Wall St. Braces for Lower Pay, Less Risk-Taking

Gov't, public pressure forces shift in expectations
By Matt Cantor,  Newser Staff
Posted Jan 31, 2009 9:13 AM CST
Wall St. Braces for Lower Pay, Less Risk-Taking
In this Dec. 22, 2008 file photo, people walk to work on Wall Street in New York.    (AP Photo/Mark Lennihan, file)

With the new president joining the chorus of outrage against bonuses for bailed-out Wall Street firms, bankers are grappling with the notion that long-held pay expectations will have to change, the Wall Street Journal reports. Eager to avert government crackdown, firms are expected to shrink and perhaps defer bonuses, to eliminate "big paydays for financial wizards who created bumper profits that blew up later." Salaries may inch upward, as firms switch to lower risk profiles.

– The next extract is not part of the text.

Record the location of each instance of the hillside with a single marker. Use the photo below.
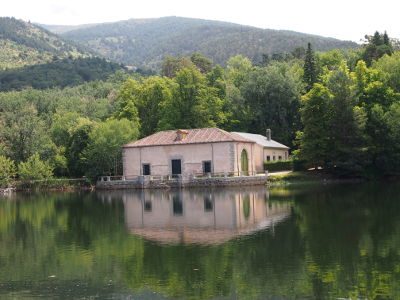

“The business model of the investment banks is almost certainly going to change,” writes Joe Nocera in the New York Times. Bankers have long operated in an “eat-what-you-kill” culture, without “a sense of shared enterprise” or any expectation that they should take a hit if the company is under water, he notes. “That culture had a lot to do with creating the financial crisis. If Wall Street can’t bring itself to admit as much,” the new government will “be more than happy to point it out.”